It’s finals week and the campus is empty — not of students, but of snow.
This December has been unusual in that regard. The United States Department of Agriculture reported that Utah’s overall precipitation is well below average for 2014. Most measurement points fall 50 percent below normal.
Derek Hodges, a senior in atmospheric science, said the lack of snow is caused by high pressure — an area with lots of atmospheric mass pressing onto the surface — in the west. Eastbound storms split at the high pressure area, “and some go north into Canada, and some go south, and basically that leaves us in between.”
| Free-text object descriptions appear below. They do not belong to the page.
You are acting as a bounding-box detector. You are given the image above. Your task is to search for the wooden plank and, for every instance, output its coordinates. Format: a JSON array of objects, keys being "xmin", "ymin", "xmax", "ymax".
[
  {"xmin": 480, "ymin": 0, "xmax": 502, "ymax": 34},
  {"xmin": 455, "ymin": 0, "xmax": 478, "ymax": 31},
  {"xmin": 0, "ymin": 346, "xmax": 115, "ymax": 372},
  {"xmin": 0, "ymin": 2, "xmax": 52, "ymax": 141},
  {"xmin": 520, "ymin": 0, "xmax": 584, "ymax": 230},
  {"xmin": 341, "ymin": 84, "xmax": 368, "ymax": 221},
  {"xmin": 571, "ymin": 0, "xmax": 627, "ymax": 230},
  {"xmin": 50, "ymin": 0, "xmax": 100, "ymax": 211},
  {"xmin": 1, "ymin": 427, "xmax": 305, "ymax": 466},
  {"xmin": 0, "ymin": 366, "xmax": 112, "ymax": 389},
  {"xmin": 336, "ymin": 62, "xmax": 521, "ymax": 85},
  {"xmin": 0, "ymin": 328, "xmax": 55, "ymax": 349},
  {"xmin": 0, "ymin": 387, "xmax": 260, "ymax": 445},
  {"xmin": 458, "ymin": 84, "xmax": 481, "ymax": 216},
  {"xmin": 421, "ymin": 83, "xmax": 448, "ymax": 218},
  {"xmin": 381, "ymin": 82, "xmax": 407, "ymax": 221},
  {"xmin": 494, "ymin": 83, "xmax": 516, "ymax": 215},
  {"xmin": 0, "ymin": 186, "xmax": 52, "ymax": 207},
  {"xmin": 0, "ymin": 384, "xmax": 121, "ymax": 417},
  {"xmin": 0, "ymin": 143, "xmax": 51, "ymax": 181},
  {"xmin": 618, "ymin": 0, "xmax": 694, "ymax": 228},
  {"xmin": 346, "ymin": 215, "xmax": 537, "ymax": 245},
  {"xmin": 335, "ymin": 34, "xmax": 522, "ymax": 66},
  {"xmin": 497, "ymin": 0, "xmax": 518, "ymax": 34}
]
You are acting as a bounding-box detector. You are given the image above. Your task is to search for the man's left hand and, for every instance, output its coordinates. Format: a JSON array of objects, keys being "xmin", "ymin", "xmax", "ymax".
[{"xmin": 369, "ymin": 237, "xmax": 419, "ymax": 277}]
This year’s precipitation corresponds to, but doesn’t prove or disprove, larger snowpack or temperature trends.
“You can’t tie an individual year as meaning everything, really,” Hodges said. “A couple years ago we had one of the biggest snowpacks on record, and before that one of the least. The big picture seems to be for an overall slow decline [in snowpack].”
According to a 2012 study conducted by the Utah Climate Center at Utah State University, average winter snowfall has declined nine percent in the last century. Increasing temperatures leave precipitation falling as rain, instead of snow. However, rain is expected Saturday, which could bring snow to the valley.
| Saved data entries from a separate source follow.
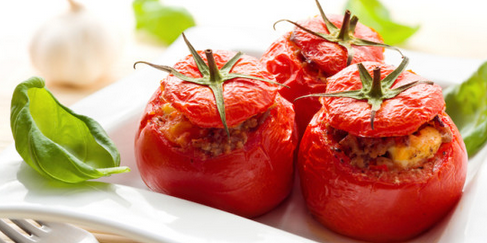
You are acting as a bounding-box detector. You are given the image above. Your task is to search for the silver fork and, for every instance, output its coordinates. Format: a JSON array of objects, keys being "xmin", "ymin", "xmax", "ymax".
[{"xmin": 0, "ymin": 219, "xmax": 99, "ymax": 243}]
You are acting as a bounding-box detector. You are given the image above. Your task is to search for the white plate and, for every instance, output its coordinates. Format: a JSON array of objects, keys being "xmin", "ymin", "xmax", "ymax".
[{"xmin": 1, "ymin": 26, "xmax": 486, "ymax": 243}]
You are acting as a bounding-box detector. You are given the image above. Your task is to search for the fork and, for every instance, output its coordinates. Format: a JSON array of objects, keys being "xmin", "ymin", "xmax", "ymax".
[{"xmin": 0, "ymin": 219, "xmax": 99, "ymax": 243}]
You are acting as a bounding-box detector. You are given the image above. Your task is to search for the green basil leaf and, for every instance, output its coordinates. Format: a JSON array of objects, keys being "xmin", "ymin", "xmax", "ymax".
[
  {"xmin": 345, "ymin": 0, "xmax": 419, "ymax": 45},
  {"xmin": 132, "ymin": 0, "xmax": 196, "ymax": 45},
  {"xmin": 10, "ymin": 77, "xmax": 130, "ymax": 183},
  {"xmin": 444, "ymin": 61, "xmax": 487, "ymax": 157}
]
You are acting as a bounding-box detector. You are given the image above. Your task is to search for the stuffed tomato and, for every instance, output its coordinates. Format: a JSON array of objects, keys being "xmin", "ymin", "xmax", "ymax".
[
  {"xmin": 134, "ymin": 36, "xmax": 297, "ymax": 218},
  {"xmin": 298, "ymin": 59, "xmax": 467, "ymax": 242},
  {"xmin": 260, "ymin": 0, "xmax": 393, "ymax": 136}
]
Decreased snowpack also has an effect on water supply. Most of Salt Lake City’s water comes from mountain reservoirs filled by snowpack, according to the journal Earth Interactions. But a U.S. Geological Survey study found that Utah’s water usage has increased seven percent since 2005. This makes Utah the “thirstiest state in the nation at 248 gallons per person per day,” according to a KUER news story.
Hodges doesn’t ski, so for him, the lesson to learn from a decreasing snowpack is water conservation.
“People should pay attention,” he said. “And if things don’t turn around people should be careful about their water usage.”